If at all possible, do not use credit cards. Credit card debt has become a major burden for many people who are finding it almost impossible to get rid of. One or two credit cards are great to have in case of emergencies, but not to use for frivolous purchases or to live on. Paying cash is the best option and you should always have enough cash set aside to take care of you and your family for at least four to six months or longer.

  • Credit card debt has ruined the credit ratings of many people and is one of the reasons so many are finding it necessary to declare bankruptcy.
  • The way the high daily compounded interest is calculated on credit cards, even if the balance on the card is just a few thousand dollars, if you pay just the minimum payments on them every month, it will take many years to pay off the remaining balance.
  • In fact, many people may never pay off their credit card debt.

If you decide to buy a home, make sure you get a fixed rate loan. Even though interest rates are low at the moment, they may go up suddenly so stay away from adjustable rate mortgages. Today, as you should already know, the real estate market is flooded with foreclosures and short sales. This may seem like an opportune time to buy a home, and it is, but there are still some things that should be considered.

  • Is your job secure for the long term?
  • Can you make the payments by yourself if your spouse is laid off or one or both of you have to take a pay cut?
  • Is the price on the home going to remain steady, go up, or go down? You don't want to buy a home and then find yourself owing more on the home than it is worth.

Although car dealers are offering what seems to be great incentives, such as dealer discounts, rebates and 0 interest loans, unless you absolutely need a new car, you may want to keep the one you have for a little longer.
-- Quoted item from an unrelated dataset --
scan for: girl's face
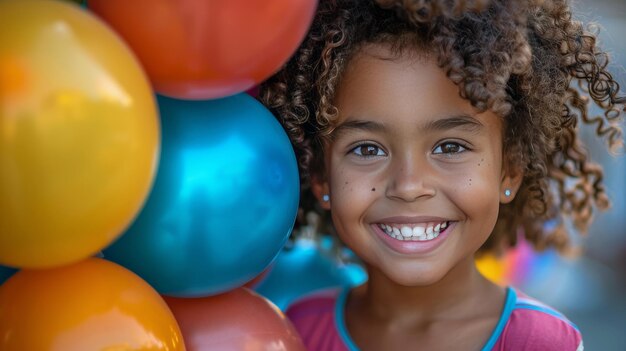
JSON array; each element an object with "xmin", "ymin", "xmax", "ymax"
[{"xmin": 315, "ymin": 44, "xmax": 518, "ymax": 286}]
  • Cars don't go up in value. In fact, they start losing value as soon as they are purchased and driven off the lot.
  • Although auto dealers are trying everything they can to make cars more affordable, they are still very expensive and the payments are still going to be high.

Remember, debt is a burden regardless to how much it is and regardless to your ability to pay it back. Don't put yourself in a position that will hurt you even more in the future. If you don't make your payments as scheduled, your credit score will drop and that will make it harder for you to get credit in the future if you need it.

Everyone should plan a budget to meet their spending goals and use financial common sense. The best plan of action in today's' economy is to stay away from unnecessary debt. It may be hard to do, but in the long run, it will help secure your financial future.